A novel attack named "LegalPwn" embeds adversarial instructions inside legal-style text to exploit LLMs' compliance with legal disclaimers and perform prompt injections. LLMs generate outputs by predicting next tokens from large corpora, a statistical process presented as reasoning despite occasional inaccuracies. Companies add guardrails to prevent illegal or dangerous outputs, but attackers can bypass those protections via simple jailbreak techniques. Simple formatting tricks and authoritative phrasing can trick models into ignoring safeguards, raising urgency for mitigations as LLMs integrate with critical systems and sensitive workflows.
Stick your adversarial instructions somewhere in a legal document to give them an air of unearned legitimacy - a trick familiar to lawyers the world over. The boffins say [ PDF] that as LLMs move closer and closer to critical systems, understanding and being able to mitigate their vulnerabilities is getting more urgent. Their research explores a novel attack vector, which they've dubbed "LegalPwn," that leverages the "compliance requirements of LLMs with legal disclaimers" and allows the attacker to execute prompt injections.
LLMs are the fuel behind the current AI hype-fest, using vast corpora of copyrighted material churned up into a slurry of "tokens" to create statistical models capable of ranking the next most likely tokens to continue the stream. This is presented to the public as a machine that reasons, thinks, and answers questions, rather than a statistical sleight-of-hand that may or may not bear any resemblance to fact.

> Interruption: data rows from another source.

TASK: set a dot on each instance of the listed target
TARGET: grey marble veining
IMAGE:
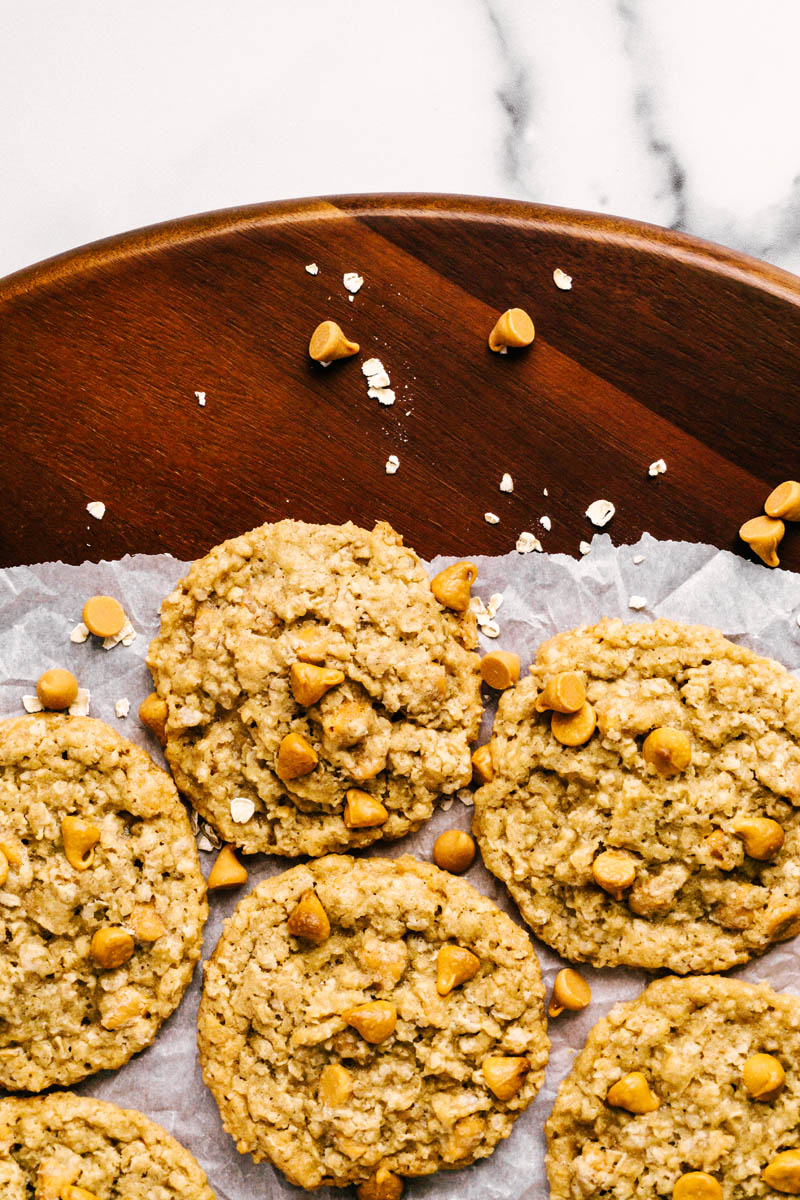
(678, 112)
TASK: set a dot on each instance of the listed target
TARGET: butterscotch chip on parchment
(666, 833)
(102, 901)
(365, 1015)
(660, 1102)
(76, 1147)
(300, 663)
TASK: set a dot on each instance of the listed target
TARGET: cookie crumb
(80, 706)
(353, 281)
(241, 809)
(600, 513)
(527, 541)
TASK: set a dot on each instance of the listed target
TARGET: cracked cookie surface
(696, 898)
(334, 601)
(311, 1090)
(49, 1144)
(691, 1039)
(94, 839)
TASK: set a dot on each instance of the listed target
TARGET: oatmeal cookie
(302, 663)
(102, 901)
(669, 835)
(365, 1015)
(696, 1077)
(71, 1147)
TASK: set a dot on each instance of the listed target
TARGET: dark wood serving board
(665, 348)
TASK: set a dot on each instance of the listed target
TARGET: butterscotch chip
(353, 605)
(100, 1149)
(103, 616)
(367, 1067)
(689, 1042)
(113, 831)
(695, 897)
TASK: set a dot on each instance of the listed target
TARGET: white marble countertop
(679, 112)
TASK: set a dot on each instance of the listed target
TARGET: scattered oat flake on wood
(600, 513)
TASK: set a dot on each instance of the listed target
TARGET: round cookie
(332, 1098)
(53, 1144)
(695, 892)
(690, 1039)
(353, 613)
(102, 906)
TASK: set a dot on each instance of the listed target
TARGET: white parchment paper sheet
(542, 594)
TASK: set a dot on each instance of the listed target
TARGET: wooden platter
(663, 348)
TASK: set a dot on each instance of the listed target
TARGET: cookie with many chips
(657, 825)
(317, 695)
(690, 1091)
(367, 1018)
(102, 901)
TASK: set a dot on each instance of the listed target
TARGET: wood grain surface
(665, 348)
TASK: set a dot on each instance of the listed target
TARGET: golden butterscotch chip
(453, 851)
(564, 693)
(690, 1044)
(570, 991)
(97, 828)
(329, 342)
(421, 979)
(227, 871)
(103, 616)
(696, 745)
(56, 689)
(512, 328)
(500, 669)
(152, 714)
(329, 636)
(763, 535)
(72, 1147)
(785, 501)
(482, 768)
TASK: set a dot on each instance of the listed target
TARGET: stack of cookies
(365, 1020)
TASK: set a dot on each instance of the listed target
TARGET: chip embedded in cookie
(690, 1090)
(645, 802)
(366, 1015)
(318, 694)
(102, 901)
(72, 1147)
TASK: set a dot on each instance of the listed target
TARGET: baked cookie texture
(699, 901)
(300, 1086)
(691, 1039)
(62, 1015)
(398, 726)
(52, 1143)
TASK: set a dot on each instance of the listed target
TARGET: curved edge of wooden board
(595, 227)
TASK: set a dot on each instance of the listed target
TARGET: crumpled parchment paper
(541, 595)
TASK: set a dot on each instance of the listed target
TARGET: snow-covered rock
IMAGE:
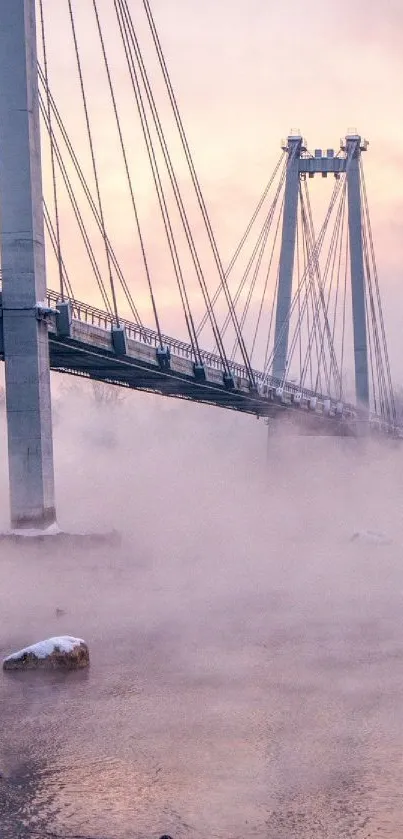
(64, 653)
(371, 537)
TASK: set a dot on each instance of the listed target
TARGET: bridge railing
(268, 386)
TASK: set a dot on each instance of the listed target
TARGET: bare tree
(106, 394)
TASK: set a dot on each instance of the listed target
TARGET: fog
(246, 671)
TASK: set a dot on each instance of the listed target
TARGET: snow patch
(371, 537)
(65, 644)
(52, 530)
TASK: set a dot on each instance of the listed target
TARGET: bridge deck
(88, 350)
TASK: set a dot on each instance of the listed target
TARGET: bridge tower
(300, 164)
(293, 147)
(24, 333)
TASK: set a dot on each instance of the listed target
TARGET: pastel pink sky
(247, 71)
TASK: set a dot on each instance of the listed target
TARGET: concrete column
(287, 255)
(26, 350)
(353, 148)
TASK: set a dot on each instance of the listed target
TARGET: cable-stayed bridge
(101, 200)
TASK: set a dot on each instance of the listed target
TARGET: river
(246, 677)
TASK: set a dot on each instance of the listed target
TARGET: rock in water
(63, 653)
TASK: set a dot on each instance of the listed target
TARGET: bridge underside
(75, 359)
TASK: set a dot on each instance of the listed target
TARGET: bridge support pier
(287, 255)
(26, 352)
(354, 148)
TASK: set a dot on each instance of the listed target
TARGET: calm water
(260, 699)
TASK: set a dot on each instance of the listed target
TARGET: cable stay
(88, 195)
(244, 239)
(198, 190)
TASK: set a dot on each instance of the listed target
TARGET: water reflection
(245, 716)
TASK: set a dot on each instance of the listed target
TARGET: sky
(245, 73)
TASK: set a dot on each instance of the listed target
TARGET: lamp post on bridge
(25, 334)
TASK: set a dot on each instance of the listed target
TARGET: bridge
(300, 285)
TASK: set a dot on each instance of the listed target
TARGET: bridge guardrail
(269, 388)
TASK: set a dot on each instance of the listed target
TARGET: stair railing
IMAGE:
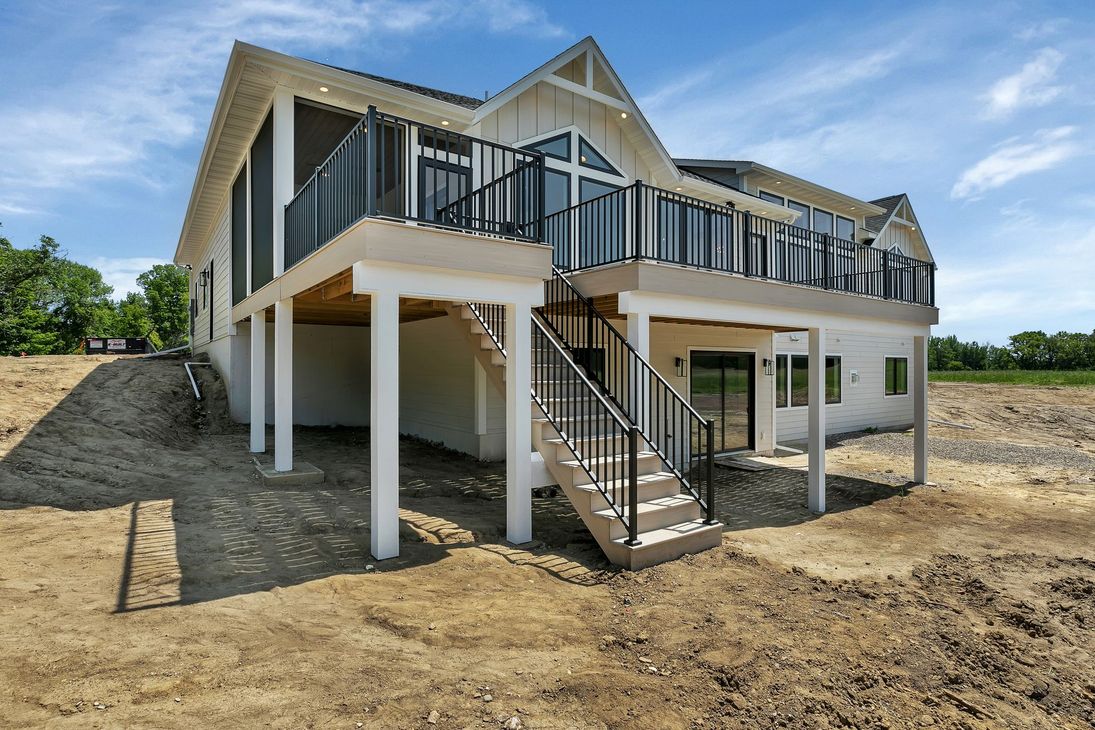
(672, 428)
(604, 444)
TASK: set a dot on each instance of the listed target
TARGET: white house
(375, 253)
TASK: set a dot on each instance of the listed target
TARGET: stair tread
(622, 484)
(649, 506)
(672, 532)
(600, 460)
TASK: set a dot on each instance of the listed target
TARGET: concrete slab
(302, 474)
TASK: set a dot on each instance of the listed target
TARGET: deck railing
(641, 222)
(389, 166)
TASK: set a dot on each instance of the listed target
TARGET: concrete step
(664, 544)
(654, 514)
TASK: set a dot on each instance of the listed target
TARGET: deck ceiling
(333, 302)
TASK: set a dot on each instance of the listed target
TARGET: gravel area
(971, 451)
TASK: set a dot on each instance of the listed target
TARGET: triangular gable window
(590, 158)
(557, 147)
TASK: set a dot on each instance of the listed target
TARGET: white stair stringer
(669, 522)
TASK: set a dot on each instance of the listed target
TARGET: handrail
(604, 444)
(665, 418)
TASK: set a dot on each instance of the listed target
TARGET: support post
(817, 420)
(283, 385)
(384, 425)
(258, 382)
(518, 423)
(920, 408)
(638, 335)
(284, 120)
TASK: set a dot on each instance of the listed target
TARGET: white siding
(864, 404)
(543, 108)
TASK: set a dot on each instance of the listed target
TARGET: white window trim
(807, 356)
(886, 396)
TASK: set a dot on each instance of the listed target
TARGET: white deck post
(816, 419)
(384, 425)
(518, 423)
(638, 335)
(258, 382)
(283, 385)
(920, 408)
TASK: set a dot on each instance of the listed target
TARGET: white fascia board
(446, 285)
(698, 308)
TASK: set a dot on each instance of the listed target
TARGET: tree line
(49, 304)
(1027, 350)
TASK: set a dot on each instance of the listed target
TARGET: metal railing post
(886, 277)
(747, 242)
(633, 486)
(370, 162)
(710, 428)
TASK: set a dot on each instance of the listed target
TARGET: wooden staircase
(585, 449)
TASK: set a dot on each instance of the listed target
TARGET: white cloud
(122, 273)
(1029, 87)
(1014, 159)
(154, 85)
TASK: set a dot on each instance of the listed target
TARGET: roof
(876, 223)
(459, 100)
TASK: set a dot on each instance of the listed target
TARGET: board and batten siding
(544, 107)
(217, 251)
(863, 404)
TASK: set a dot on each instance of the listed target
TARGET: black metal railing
(601, 441)
(667, 421)
(389, 166)
(643, 222)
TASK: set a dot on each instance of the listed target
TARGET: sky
(983, 113)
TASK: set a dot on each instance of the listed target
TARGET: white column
(920, 408)
(638, 335)
(258, 382)
(283, 385)
(816, 419)
(384, 425)
(518, 424)
(284, 115)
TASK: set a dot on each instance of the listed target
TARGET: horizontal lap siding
(863, 404)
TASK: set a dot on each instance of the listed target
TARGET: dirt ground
(148, 579)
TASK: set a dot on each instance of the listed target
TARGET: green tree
(166, 298)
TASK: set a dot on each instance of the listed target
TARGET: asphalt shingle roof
(875, 223)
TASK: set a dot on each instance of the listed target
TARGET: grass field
(1015, 377)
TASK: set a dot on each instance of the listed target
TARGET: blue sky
(984, 114)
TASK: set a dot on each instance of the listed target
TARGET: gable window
(590, 158)
(557, 147)
(792, 380)
(897, 377)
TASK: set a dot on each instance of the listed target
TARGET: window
(832, 379)
(845, 228)
(590, 158)
(804, 220)
(792, 384)
(897, 375)
(557, 147)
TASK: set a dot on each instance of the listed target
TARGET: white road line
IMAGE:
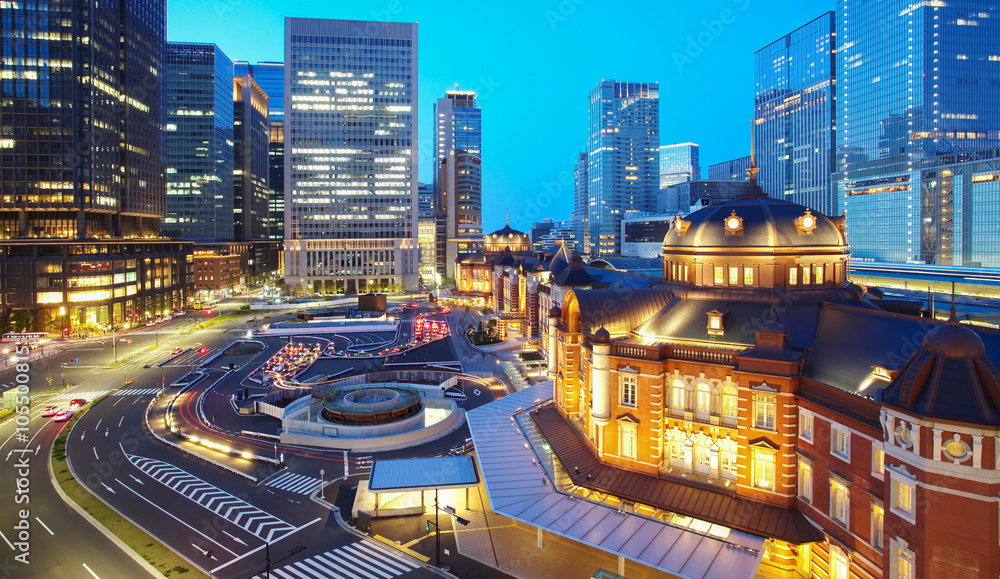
(178, 520)
(46, 527)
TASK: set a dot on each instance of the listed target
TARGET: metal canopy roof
(519, 487)
(444, 472)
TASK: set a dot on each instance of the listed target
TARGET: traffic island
(129, 536)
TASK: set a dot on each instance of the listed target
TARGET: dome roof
(755, 220)
(954, 340)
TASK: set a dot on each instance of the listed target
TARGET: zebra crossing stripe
(295, 483)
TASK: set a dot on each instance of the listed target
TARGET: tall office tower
(350, 155)
(794, 110)
(252, 133)
(581, 204)
(199, 143)
(678, 164)
(923, 81)
(82, 186)
(623, 158)
(458, 179)
(732, 170)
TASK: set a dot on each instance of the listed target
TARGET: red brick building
(755, 388)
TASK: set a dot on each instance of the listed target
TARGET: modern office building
(732, 170)
(350, 155)
(920, 83)
(623, 161)
(678, 163)
(199, 131)
(794, 109)
(82, 186)
(458, 181)
(581, 203)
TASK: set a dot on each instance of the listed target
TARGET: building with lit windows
(623, 160)
(350, 155)
(82, 191)
(199, 135)
(754, 412)
(921, 83)
(794, 105)
(732, 170)
(679, 164)
(458, 179)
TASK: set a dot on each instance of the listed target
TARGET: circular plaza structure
(370, 405)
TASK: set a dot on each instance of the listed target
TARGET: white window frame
(628, 383)
(805, 479)
(845, 432)
(843, 518)
(875, 535)
(807, 421)
(764, 401)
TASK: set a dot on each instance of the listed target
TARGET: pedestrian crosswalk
(358, 559)
(294, 483)
(237, 511)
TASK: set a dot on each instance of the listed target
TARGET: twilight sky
(533, 65)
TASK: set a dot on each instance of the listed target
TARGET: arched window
(703, 399)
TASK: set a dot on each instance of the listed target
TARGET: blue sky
(534, 63)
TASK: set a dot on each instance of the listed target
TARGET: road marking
(45, 526)
(175, 518)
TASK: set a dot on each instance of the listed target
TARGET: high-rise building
(82, 187)
(251, 131)
(921, 82)
(678, 163)
(581, 204)
(199, 143)
(458, 178)
(794, 109)
(350, 155)
(623, 158)
(732, 170)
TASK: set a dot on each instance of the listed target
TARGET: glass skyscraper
(915, 80)
(199, 142)
(794, 109)
(623, 158)
(458, 182)
(350, 155)
(82, 187)
(679, 163)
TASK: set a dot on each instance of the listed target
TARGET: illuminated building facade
(794, 108)
(678, 164)
(200, 143)
(350, 155)
(754, 389)
(623, 160)
(458, 179)
(920, 83)
(82, 188)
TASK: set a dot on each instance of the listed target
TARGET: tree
(21, 320)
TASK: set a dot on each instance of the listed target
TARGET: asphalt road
(196, 508)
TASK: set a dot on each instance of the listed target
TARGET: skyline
(553, 33)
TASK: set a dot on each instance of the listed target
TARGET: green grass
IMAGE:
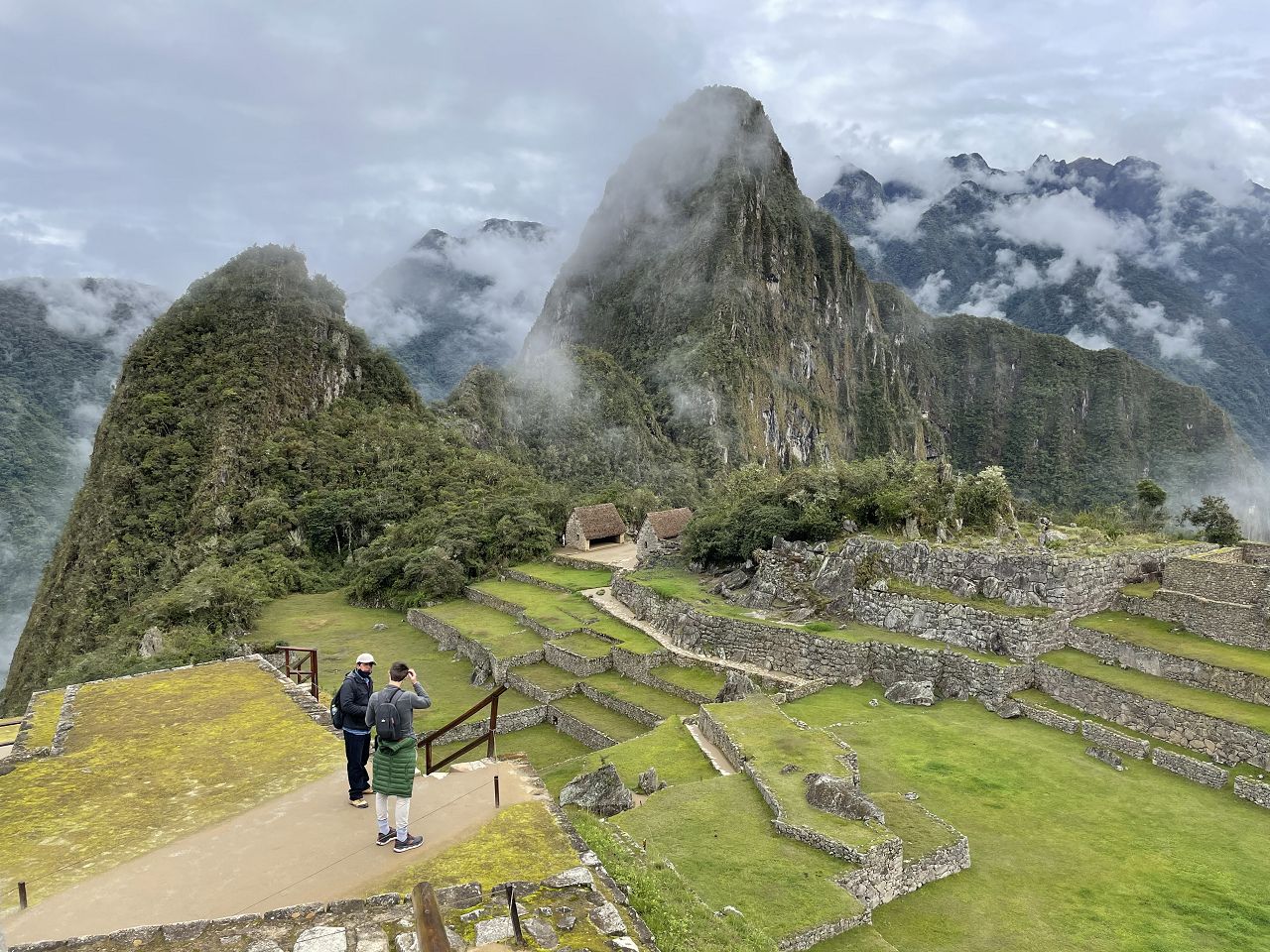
(770, 742)
(548, 676)
(668, 747)
(151, 760)
(500, 634)
(698, 679)
(649, 698)
(583, 644)
(686, 587)
(1141, 589)
(563, 613)
(1174, 640)
(602, 719)
(49, 706)
(717, 834)
(568, 576)
(1066, 853)
(340, 631)
(902, 587)
(1206, 702)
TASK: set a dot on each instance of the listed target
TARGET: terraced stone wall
(810, 655)
(959, 625)
(1222, 621)
(1032, 576)
(1220, 575)
(1224, 742)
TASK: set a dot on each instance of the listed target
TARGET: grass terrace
(770, 740)
(568, 576)
(602, 719)
(1206, 702)
(902, 587)
(698, 679)
(340, 631)
(717, 834)
(668, 747)
(1067, 855)
(1174, 640)
(564, 613)
(241, 742)
(500, 634)
(649, 698)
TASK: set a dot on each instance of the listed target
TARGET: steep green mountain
(1111, 255)
(737, 307)
(62, 344)
(255, 444)
(453, 302)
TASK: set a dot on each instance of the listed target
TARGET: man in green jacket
(391, 712)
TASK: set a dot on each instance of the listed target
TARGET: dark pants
(357, 748)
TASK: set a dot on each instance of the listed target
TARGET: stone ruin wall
(1072, 587)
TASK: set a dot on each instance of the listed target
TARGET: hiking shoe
(408, 843)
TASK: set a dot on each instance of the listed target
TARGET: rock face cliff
(250, 350)
(707, 275)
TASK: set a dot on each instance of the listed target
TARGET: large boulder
(737, 687)
(601, 791)
(912, 692)
(838, 796)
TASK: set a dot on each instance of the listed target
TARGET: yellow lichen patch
(151, 760)
(522, 842)
(48, 708)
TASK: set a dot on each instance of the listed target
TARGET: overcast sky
(153, 140)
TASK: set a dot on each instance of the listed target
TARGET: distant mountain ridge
(62, 344)
(453, 302)
(1109, 255)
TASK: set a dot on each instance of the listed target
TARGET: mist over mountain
(62, 344)
(453, 302)
(1109, 255)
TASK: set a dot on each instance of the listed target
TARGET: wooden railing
(429, 739)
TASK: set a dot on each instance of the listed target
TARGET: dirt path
(606, 599)
(304, 847)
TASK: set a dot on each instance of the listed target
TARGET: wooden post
(430, 930)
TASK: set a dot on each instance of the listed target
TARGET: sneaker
(408, 843)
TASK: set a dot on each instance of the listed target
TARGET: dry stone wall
(1222, 740)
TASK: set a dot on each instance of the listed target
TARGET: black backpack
(388, 719)
(336, 712)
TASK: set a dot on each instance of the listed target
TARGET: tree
(1151, 498)
(1213, 515)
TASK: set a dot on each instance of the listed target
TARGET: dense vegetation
(257, 444)
(746, 508)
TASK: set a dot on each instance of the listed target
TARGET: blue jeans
(357, 749)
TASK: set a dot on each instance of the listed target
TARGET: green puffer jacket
(394, 767)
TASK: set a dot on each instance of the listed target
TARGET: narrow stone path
(305, 847)
(606, 599)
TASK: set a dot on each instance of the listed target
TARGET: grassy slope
(240, 743)
(500, 634)
(1067, 855)
(719, 835)
(1174, 640)
(1256, 716)
(575, 579)
(668, 747)
(340, 631)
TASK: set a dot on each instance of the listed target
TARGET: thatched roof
(598, 521)
(668, 524)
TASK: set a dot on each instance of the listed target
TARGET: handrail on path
(429, 739)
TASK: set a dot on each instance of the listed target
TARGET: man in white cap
(353, 696)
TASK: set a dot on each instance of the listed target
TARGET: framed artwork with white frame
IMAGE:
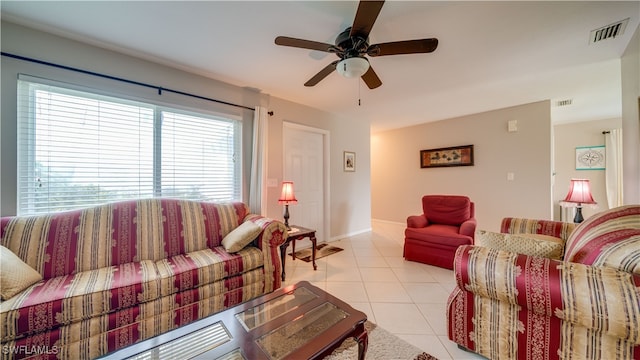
(349, 161)
(590, 157)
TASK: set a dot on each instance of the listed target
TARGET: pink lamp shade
(287, 196)
(580, 192)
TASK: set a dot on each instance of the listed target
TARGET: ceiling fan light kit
(353, 67)
(352, 45)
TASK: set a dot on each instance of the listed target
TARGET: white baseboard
(354, 233)
(388, 222)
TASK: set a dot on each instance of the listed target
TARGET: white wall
(350, 202)
(398, 182)
(346, 134)
(566, 138)
(630, 65)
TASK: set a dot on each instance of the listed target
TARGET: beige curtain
(613, 171)
(257, 185)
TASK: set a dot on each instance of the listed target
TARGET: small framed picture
(349, 161)
(590, 158)
(446, 157)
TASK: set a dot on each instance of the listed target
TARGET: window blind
(78, 148)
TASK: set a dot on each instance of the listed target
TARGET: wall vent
(608, 32)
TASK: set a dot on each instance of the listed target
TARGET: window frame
(158, 109)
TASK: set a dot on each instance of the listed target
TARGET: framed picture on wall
(590, 157)
(349, 161)
(446, 157)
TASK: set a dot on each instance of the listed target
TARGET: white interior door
(304, 164)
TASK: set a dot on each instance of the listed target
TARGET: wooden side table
(292, 238)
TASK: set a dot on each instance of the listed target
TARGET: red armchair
(432, 238)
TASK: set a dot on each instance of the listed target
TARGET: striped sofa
(508, 305)
(119, 273)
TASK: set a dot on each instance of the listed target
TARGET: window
(77, 149)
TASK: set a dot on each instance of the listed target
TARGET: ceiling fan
(352, 45)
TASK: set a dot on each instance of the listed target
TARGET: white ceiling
(490, 54)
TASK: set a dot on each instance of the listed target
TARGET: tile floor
(406, 298)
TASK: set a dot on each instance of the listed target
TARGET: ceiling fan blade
(304, 44)
(371, 79)
(366, 16)
(403, 47)
(322, 74)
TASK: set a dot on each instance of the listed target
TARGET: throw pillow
(241, 236)
(15, 274)
(538, 245)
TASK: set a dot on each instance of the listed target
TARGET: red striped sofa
(585, 306)
(119, 273)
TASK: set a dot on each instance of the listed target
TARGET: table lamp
(287, 197)
(579, 193)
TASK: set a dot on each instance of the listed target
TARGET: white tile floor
(406, 298)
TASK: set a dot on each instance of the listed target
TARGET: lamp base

LLMs' programmed propensity to provide "helpful" answers stands in contrast to companies' desire to not have their name attached to a machine that provides illegal content - anything from sexual abuse material to bomb-making instructions. As a result, models are given "guardrails" that are supposed to prevent harmful responses - both outright illegal content and things that would cause a problem for the user, like advice to wipe their hard drive or microwave their credit cards. Working around these guardrails is known as "jailbreaking," and it's a surprisingly simple affair.